La première journée (moins de trois heures) du procès d’Amadou Haya Sanogo et compagnie a été consacrée aux discussions sur le respect du droit de la défense qui, selon le collectif des avocats des accusés, n’a pas été respecté. A leurs dires, les détenus sont arrivés à Sikasso le lundi 29 novembre 2016, à un jour du procès. Ensuite, ils ne sont pas entrés en contact avec leurs clients qui étaient éparpillés dans Sikasso. A cet effet, ils ont demandé et obtenu le report du démarrage du procès de 48 heures afin de leur permettre de s’entretenir avec leurs clients. Cette demande a été acceptée par le président de la Cour. Et le redémarrage de l’audience est prévue aujourd’hui, 2 décembre 2016, à partir de 9 heures.
Cette première journée s’est déroulée sous haute surveillance policière. Le dispositif sécuritaire était très impressionnant. L’accès à la salle d’audience était subordonné à une inscription et au port de badge à partir de la porte de la cour de la salle de spectacle Lamissa Bangaly. Les appareils photos et téléphones étaient interdits dans la salle d’audience qui a refusé du monde. Interrogés, certains riverains de la salle de spectacle se sont dits inquiets par rapport au procès. “Nous ne sommes au courant de rien par rapport au procès. Nous sommes inquiets par rapport à l’ampleur du procès et des tirs qui sont souvent entendus. Mais pourquoi ce procès à Sikasso ?”, se sont-ils interrogés.

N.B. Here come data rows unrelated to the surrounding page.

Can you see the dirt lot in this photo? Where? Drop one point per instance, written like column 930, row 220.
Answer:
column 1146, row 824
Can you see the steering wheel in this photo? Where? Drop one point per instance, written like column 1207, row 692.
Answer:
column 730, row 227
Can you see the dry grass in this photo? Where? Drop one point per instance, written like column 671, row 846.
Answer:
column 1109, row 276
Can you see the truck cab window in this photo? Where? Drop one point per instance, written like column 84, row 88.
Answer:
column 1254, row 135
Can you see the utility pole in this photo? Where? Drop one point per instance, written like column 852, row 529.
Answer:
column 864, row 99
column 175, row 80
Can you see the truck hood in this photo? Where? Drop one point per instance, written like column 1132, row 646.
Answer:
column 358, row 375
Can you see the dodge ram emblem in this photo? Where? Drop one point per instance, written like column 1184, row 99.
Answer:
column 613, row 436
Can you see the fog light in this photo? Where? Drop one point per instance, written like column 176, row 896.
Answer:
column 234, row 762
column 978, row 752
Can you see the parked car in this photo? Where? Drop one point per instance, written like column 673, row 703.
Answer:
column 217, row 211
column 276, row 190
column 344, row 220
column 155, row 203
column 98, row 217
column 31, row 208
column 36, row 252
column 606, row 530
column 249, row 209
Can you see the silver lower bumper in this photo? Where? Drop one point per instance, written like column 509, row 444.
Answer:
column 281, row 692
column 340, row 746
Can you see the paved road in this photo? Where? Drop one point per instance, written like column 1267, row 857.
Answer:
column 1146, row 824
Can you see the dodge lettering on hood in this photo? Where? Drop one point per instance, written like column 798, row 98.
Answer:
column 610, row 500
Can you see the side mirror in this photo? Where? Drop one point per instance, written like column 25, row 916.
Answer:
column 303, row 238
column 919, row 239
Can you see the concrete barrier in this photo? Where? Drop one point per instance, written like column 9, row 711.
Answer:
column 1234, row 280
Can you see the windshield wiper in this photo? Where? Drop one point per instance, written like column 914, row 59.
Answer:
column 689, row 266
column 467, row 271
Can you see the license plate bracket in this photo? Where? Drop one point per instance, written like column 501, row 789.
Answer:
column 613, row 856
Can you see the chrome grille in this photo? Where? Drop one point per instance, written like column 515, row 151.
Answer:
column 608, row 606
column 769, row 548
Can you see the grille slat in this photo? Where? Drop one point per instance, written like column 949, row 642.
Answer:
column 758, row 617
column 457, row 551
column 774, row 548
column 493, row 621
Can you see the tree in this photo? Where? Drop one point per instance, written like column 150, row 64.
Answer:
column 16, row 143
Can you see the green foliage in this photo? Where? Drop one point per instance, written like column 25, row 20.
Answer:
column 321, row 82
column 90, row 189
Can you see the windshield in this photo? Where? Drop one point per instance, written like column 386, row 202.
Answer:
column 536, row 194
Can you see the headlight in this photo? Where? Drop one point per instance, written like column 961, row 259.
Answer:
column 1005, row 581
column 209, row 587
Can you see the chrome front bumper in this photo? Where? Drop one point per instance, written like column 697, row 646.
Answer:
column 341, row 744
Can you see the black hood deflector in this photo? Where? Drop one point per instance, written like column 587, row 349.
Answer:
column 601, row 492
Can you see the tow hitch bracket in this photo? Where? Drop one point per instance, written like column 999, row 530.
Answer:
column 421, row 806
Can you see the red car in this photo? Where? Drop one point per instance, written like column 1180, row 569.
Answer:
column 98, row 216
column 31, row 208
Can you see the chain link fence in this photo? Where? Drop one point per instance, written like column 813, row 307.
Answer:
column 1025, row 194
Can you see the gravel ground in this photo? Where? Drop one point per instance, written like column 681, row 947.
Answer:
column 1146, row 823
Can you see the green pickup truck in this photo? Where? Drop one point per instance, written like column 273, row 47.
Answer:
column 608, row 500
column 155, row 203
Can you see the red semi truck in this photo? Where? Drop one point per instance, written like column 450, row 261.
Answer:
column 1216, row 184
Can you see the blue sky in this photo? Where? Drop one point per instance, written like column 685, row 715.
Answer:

Amadou Aya Sanogo pas tellement à l’aise
A l’annonce du report du procès, Amadou Haya Sanogo n’a pas pu rester assis sur sa chaise. Habillé en veste couleur kaki, crâne rasé, amaigri, il s’est levé pour faire des gesticulations qui ont été assimilées par certains à une protestation. Il sera entouré et calmé par ses avocats. Il a été ensuite reconduit à sa résidence prison qui serait au Gouvernorat.
Les parents des victimes habillés en blanc et logés à leurs frais à Sikasso
Les parents des victimes d’Amadou Haya Sanogo étaient très visibles dans la salle d’audience. Assis à l’être gauche de la salle, ces parents étaient habillés tout en blanc pour se faire remarquer dans la salle. Pour Mme Sagara Bintou Maïga, présidente de l’Association des parents des victimes de Sanogo, la vérité a été déjà dite avec l’ouverture du procès. “La suspension du procès ne nous découragera pas. Je pense que la justice sera faite. Et je pense qu’avec l’ouverture du procès et voir Haya à la barre, la justice est déjà faite pour les parents des victimes de Sanogo”, a-t-elle martelé. Ces parents ont avoué qu’ils sont logés à leurs frais à Sikasso.
Après la suspension du procès, le collectif des avocats des parties civiles a improvisé un point-presse pour justifier ce report aux journalistes.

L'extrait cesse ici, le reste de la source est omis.